Thank you for putting together the issue focused on the JK (Nov. ’17). I know some purists may glance through it with their eyes rolling, and that’s fine. Just respect other Jeeps and their owners. Just because the JK is available with more creature comforts doesn’t make it less of a Jeep. I’ve seen stock Jeeps do amazing things off-road.

The JK is a big part of Jeep’s history and its traditions. I’m proud to be a JK owner. Let’s all respect one another, let’s all respect the Jeep brand, whatever model you own. Let’s all get out there and enjoy our Jeeps!

Thanks again for a great article and a great issue.

Ed Birch
Newtown, PA

Wave or Not

I’ve had lots of Jeep CJs and always waved to other Jeeps on the road. I now have a ’79 FSJ Cherokee. I still wave, even at someone in a new Jeep, regardless of if they look at me funny and drive on by.

Eric
Via email

We suppose that’s not unusual. Many of us are juggling a cell phone and a $5 cup of coffee while trying to plug in a cord to charge said cell phone and steer with the free knee.
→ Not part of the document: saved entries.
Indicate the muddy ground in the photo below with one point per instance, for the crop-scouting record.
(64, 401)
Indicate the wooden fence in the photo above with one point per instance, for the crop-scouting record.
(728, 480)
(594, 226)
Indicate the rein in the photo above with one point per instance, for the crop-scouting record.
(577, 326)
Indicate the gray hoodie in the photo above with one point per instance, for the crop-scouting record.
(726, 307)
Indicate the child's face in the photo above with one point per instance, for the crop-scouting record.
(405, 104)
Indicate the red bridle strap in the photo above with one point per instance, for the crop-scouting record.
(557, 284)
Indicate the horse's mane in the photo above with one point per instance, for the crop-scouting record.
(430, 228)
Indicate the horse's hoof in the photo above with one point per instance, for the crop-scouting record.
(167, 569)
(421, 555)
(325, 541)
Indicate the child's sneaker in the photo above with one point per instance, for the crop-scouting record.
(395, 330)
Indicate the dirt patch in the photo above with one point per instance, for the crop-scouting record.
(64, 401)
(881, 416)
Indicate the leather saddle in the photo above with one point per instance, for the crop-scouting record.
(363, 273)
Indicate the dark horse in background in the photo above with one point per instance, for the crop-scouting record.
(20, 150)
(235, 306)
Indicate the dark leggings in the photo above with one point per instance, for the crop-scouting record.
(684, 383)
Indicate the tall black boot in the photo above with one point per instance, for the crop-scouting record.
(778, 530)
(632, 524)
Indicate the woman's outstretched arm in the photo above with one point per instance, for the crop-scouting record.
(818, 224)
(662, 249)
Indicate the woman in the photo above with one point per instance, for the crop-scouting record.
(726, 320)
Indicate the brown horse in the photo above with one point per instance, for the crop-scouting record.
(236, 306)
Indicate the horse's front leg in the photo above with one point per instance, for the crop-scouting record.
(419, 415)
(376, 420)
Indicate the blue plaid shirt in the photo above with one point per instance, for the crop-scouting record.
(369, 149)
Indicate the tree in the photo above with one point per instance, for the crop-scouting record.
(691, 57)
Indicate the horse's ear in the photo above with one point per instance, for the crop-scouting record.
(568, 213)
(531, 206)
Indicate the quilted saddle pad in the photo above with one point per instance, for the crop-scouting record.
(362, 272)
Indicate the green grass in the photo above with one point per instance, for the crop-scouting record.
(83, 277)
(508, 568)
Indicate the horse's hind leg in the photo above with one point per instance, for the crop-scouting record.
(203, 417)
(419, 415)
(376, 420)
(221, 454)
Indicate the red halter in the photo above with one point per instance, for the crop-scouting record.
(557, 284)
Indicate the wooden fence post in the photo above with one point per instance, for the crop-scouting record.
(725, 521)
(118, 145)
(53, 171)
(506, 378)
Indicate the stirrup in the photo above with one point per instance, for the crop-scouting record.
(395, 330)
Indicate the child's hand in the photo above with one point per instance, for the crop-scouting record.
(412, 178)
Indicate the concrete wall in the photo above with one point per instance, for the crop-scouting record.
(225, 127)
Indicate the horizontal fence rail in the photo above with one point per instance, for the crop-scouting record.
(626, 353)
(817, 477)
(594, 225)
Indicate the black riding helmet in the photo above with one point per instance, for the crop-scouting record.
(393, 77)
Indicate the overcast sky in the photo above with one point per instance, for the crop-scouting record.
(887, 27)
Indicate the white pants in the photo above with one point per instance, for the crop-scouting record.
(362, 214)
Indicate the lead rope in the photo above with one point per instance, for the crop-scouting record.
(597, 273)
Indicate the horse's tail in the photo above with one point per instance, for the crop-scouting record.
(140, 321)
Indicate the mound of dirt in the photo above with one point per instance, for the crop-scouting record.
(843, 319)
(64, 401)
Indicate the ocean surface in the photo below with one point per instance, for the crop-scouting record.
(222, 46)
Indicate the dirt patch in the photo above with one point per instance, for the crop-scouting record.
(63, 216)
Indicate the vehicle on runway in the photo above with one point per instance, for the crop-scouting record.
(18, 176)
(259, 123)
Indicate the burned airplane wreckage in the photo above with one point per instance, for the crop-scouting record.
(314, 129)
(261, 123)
A wave back could result in a head-on collision with you. Be thankful you didn’t get a return wave in some cases.

SEMA Soured

Regarding the Mopar and ’18 Wrangler intro video from SEMA. I really don’t think there are many things Jeep could do to truly upset most people. The purists are always easily segregated into their own levels and I think the last of them stopped caring with the introduction of the JK. However, I think it was a marketing mistake by FCA for not putting someone with an American accent on the reveal stage at the show. I couldn’t care less, but from a marketing perspective it was the wrong move. Personally, I think the turning point for me was when Jeep stopped making the grille out of metal. But then, my rig is a ’76 with an AMC V-8, so I might be biased.

Jim Kallaher
Via facebook.com/JohnCappa4x4

Sometimes it’s hard to understand why a company like Jeep does what it does. However, in this case it might be more easily understood given the circumstances. You see, Pietro Gorlier, the speaker you mentioned at the SEMA Show, is Head of Parts and Service for Mopar. Of course, Mopar is an aftermarket supplier, which is what the SEMA Show is all about. Mopar introduced 200 new aftermarket products for the new JL Wrangler before the ’18 Jeep was even released, which is a pretty big deal for the aftermarket. Now, at the same time, Jeep was ramping up a media long lead in New Zealand, meaning pretty much every Jeep engineer, designer, and group head was in New Zealand too, getting ready to rub elbows with media types like Jp Editor Rick Péwé. Sometimes the Jeep executives just can’t be everywhere they should be.

Wonder Wobble

Some of your readers may find this interesting or useful. I had to chuckle at myself recently. I had finally decided to get to the bottom of the steering slop I was experiencing in my ’05 LJ. Previous cursory inspections had not revealed the source of my problem. I now had my wife sawing the steering wheel back and forth while I got down in front of the Jeep, carefully inspecting all of the standard sources of excessive steering play. Everything was tight, no worn steering gear, no sloppy tie-rod ends, nothing! Then, finally in a moment of enlightenment, I took a broader view of what was going on and realized that there was some movement in the track bar attachment at the axle, not much, but as was proven to be the case, enough to cause the vehicle to wander as I drove down the road. Now, we all know in retrospect, of course slop in the track bar mounts can cause steering problems, but in the heat of battle it is so easy to overlook.

Larry Waite
Sunnyvale, CA

It never fails, 9 times out of 10, death wobble and steering wonder can be attributed to a worn or lose track bar or draglink. Glad you found your issue before it became an even bigger problem.